Статья, как Джош занимался боксом перед съёмками и немного о фильме Черная орхидея:
JOSH HARTNETT’S ARRESTED DEVELOPMENT
Just when he was becoming the next It boy, Josh Hartnett put the brakes on stardom and checked out of Hollywood. If his groundbreaking role in Brian De Palma’s The Black Dahlia is any indication, this is no ordinary comeback
By Alex Pappademas; Photographs by Terry Richardson
He’s explaining why, before shooting The Black Dahlia, he felt it was necessary to learn how to box—not to learn how to look like a boxer but to learn how to box. In the film, based on James Ellroy’s novel and directed by Brian De Palma, Hartnett plays Dwight “Bucky” Bleichert, a former 1940s prizefighter turned police detective, a man whose psyche was hammered into shape inside a boxing ring, “fighting no-name opponents in a no-man’s-land division.”
So for five months, Hartnett worked out with Sankara Frazier, the founder and chief trainer of a Minneapolis boxing club called the Circle of Discipline, putting in three- and four-hour days and keeping his weight at 175 on the dime, like a real light heavyweight training for a shot at the title.

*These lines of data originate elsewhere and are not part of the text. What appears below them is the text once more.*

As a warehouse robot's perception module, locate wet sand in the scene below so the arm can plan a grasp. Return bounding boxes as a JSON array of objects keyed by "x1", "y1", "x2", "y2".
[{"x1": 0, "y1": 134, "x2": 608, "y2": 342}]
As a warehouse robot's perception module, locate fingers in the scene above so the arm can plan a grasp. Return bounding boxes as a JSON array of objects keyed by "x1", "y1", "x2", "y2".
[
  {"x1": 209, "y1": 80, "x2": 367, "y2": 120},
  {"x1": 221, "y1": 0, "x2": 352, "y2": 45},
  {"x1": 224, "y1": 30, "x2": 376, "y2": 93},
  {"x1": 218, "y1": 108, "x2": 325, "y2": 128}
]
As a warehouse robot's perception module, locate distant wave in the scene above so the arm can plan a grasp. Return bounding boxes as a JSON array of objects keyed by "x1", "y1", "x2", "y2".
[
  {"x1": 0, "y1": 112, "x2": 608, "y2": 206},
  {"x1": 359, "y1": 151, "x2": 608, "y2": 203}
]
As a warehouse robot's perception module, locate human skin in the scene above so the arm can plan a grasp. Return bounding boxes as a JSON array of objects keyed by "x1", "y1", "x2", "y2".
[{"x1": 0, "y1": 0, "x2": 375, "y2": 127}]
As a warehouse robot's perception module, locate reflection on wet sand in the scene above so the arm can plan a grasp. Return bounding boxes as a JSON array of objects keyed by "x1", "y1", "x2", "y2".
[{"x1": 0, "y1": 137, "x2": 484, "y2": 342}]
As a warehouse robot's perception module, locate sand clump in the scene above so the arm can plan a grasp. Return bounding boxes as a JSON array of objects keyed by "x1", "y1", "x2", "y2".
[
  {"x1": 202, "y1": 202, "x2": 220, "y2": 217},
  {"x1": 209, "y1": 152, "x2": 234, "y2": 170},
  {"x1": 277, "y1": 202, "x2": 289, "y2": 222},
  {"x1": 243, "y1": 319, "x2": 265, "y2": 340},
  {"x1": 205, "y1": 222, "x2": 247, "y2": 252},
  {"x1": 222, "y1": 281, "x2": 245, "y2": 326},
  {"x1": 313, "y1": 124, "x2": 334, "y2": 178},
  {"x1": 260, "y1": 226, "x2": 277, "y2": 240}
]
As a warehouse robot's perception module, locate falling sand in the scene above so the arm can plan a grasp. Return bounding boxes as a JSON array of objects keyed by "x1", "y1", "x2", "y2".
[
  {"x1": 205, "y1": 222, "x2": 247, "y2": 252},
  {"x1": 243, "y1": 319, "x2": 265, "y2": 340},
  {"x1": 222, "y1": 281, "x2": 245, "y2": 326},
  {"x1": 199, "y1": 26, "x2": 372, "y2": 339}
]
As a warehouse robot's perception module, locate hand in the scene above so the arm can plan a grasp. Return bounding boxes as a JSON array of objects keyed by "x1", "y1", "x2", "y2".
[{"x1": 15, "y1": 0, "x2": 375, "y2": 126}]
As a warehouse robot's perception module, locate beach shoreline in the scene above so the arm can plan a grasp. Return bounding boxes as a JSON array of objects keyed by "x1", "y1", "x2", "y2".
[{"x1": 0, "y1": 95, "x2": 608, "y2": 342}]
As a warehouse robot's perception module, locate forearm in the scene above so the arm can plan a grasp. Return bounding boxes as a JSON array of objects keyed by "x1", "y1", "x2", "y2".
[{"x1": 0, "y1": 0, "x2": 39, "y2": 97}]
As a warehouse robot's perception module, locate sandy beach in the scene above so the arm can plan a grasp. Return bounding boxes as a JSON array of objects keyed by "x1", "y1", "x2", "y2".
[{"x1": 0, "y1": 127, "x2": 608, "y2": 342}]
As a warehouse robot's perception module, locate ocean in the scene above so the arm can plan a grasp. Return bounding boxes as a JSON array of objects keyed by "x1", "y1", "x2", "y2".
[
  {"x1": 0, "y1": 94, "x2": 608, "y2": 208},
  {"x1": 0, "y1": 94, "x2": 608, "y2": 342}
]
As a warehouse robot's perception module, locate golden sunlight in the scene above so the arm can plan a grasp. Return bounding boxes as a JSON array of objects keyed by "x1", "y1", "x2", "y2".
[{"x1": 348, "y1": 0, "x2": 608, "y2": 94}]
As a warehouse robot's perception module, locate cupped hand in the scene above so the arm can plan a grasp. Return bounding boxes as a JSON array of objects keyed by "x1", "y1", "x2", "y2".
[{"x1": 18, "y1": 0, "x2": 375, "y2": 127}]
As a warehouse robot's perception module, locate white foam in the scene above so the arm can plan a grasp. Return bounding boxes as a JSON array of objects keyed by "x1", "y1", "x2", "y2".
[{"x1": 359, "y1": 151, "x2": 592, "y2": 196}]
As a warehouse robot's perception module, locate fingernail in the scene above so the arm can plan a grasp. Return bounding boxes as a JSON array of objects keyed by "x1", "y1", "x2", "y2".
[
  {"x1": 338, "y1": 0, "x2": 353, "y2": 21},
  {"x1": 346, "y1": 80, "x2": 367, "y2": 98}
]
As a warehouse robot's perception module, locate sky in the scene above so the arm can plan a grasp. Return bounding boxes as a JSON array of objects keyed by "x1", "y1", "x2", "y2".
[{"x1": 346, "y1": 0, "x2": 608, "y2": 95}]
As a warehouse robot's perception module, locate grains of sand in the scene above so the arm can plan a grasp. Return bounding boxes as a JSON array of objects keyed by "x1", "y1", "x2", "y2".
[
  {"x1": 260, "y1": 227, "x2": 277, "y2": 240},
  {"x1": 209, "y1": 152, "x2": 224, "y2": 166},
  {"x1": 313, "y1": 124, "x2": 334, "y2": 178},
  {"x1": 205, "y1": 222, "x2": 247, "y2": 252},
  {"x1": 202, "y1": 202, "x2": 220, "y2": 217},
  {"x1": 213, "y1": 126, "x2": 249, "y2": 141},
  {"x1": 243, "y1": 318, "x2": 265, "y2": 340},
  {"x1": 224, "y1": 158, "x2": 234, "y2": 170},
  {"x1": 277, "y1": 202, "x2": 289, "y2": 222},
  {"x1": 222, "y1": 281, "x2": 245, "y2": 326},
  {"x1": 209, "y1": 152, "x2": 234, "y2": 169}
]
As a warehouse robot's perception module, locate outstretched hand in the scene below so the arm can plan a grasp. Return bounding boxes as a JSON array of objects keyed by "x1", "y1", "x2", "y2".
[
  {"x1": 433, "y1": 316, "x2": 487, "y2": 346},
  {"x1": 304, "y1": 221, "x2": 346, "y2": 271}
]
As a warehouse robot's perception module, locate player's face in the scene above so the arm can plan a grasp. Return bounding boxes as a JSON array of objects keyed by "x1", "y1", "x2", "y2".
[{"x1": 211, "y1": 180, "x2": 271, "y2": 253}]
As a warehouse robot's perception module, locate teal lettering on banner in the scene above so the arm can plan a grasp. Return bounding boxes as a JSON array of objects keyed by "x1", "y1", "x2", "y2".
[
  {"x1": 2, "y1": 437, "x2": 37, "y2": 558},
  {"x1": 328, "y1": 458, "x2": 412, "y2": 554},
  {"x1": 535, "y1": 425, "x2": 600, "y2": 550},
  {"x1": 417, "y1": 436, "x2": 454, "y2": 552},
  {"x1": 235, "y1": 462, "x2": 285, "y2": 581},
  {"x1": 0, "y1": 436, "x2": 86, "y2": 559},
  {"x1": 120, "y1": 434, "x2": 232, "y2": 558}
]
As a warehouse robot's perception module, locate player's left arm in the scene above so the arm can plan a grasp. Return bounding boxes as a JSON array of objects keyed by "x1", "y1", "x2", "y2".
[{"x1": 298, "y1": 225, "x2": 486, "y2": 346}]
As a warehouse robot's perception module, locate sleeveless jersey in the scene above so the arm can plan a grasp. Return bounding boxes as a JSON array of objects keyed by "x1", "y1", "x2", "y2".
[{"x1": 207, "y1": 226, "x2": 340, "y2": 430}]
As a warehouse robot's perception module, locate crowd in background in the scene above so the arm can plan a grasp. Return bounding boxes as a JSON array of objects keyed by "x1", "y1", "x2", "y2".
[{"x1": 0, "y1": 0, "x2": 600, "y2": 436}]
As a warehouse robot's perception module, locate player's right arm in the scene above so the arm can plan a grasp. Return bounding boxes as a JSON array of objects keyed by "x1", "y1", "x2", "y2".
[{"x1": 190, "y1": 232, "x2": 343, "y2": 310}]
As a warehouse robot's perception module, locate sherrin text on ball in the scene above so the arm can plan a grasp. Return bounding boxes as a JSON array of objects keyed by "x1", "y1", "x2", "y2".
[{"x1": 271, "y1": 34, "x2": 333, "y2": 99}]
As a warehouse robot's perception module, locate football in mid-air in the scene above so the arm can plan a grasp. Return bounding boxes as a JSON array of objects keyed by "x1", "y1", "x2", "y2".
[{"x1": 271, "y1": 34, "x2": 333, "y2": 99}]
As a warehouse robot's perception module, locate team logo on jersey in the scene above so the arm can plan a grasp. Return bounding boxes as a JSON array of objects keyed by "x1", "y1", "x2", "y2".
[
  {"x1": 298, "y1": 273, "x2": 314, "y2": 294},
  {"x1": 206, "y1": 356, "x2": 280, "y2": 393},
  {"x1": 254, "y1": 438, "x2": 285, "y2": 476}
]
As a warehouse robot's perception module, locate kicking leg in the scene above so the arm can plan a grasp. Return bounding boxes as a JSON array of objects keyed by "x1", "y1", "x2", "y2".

This would appear to be due diligence if Dahlia were a boxing movie. It is not. The film features only one actual boxing scene—a fight between Bleichert and his partner, played by Aaron Eckhart, which is bloody and thematically crucial but unfolds mostly in montage—and therefore Hartnett’s half-year Million Dollar Baby apprenticeship more precisely resembles craziness. But when you’re a recovering teen idol, and you have spent years trying to prove your fitness for grown-man parts, and a legendary director hires you to play an obsessed cop in a lurid crime film whose script specifies that your character used to do a little boxing, you do not mess around. You tape up your knuckles and step into the Circle of Discipline.
I ask Hartnett if all that training made him feel like he could have taken a real fight.
“Sure,” he says. “But I would have lost.” (He caught a couple of wild left hooks from Eckhart when they squared off on-set. That was enough.)
It would have been an interesting career decision for you, I say.
“Mickey Rourke did it, didn’t he?” Hartnett says.
Yes, I reply. And he really messed up his beautiful grille in the process.
“Yeah,” Hartnett says almost dreamily. “But now he’s got a whole new career, as the kind of questionable dude.”
You get the feeling Josh Hartnett would love to play a few questionable dudes. That he would like to be thought of as shifty, sketchy, or unreliable—or at least as the type of actor who can project those qualities convincingly; that from now on, he wants his career to be about exploring these dark places, and that this is why he was not merely willing but on some level eager to be punched in the face by Aaron Eckhart, signifying as it did his commitment to the character and his willingness to suffer for his art.